O primeiro-ministro António Costa disse que Portugal está preparado para acolher os refugiados da Ucrânia, e isso é muito bom sinal, o problema é atravessar a fronteira com a Polónia, com a Roménia, e depois chegar a Portugal. Mas nós não nos queremos render, não nos vamos render. Preocupa-nos muito que a Europa, em nome da paz, aceite o jogo de Putin e entregue a Ucrânia para manter a paz no resto da Europa. Parece que os ucranianos são uma moeda de troca com Putin. Temos de juntar esforços, dos políticos e de todos os cidadãos para acabar com esta situação.


Preferem lutar?
Entrou o bandido no nosso país, nas nossas casas, que nos vai matar, temos de salvar a nossa vida. Vamos sair da Ucrânia, toda a população porque um idiota resolveu assassinar pessoas? Estamos a assistir a uma catástrofe humanitária, o trânsito está parado junto às fronteiras, ainda não sei como poderemos resolver a situação. Estamos em contacto com as associações da comunidade ucraniana na Polónia, Roménia e na República Checa, para resolver a situação, em coordenação com os governos destes países e da Ucrânia.
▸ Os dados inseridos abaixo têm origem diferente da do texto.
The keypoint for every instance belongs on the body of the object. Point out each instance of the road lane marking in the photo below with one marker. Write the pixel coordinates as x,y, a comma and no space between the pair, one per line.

Destaquedestaque11 270 ucranianos, desde 2015. obtiveram a nacionalidade portuguesa


O que que precisam de Portugal?
Em primeiro lugar, precisamos que aceite os refugiados e esse compromisso já foi assumido por António Costa, mas há outros passos importantes. Portugal, como membro da NATO, pode ajudar no fornecimentos de armas à Ucrânia para esta se defender. Precisamos de apoio financeiro, a economia ucraniana não está bem, não é tão forte que possa aguentar este embate. E, sobretudo, precisamos que todos os países bloqueiem a Rússia, que fechem todos os negócios, que isolem a Rússia, para que os próprios russos consigam sentir o que está a fazer o líder do país deles e, assim, talvez possam fazer alguma coisa para mudar a situação.


Qual tem sido a reação dos partidos portugueses?
Temos recebido muitas mensagens de todos os partidos, incluindo de deputados comunistas, que disponibilizam todo o apoio que possam dar. Temos um apoio muito forte de Portugal, o que esperávamos. Desde a nossa chegada a Portugal [finais do século passado, início deste] que os portugueses mostraram ser um povo muito solidário, sentimos isso desde o início. Não temos dúvidas que Portugal iria reagir desta maneira.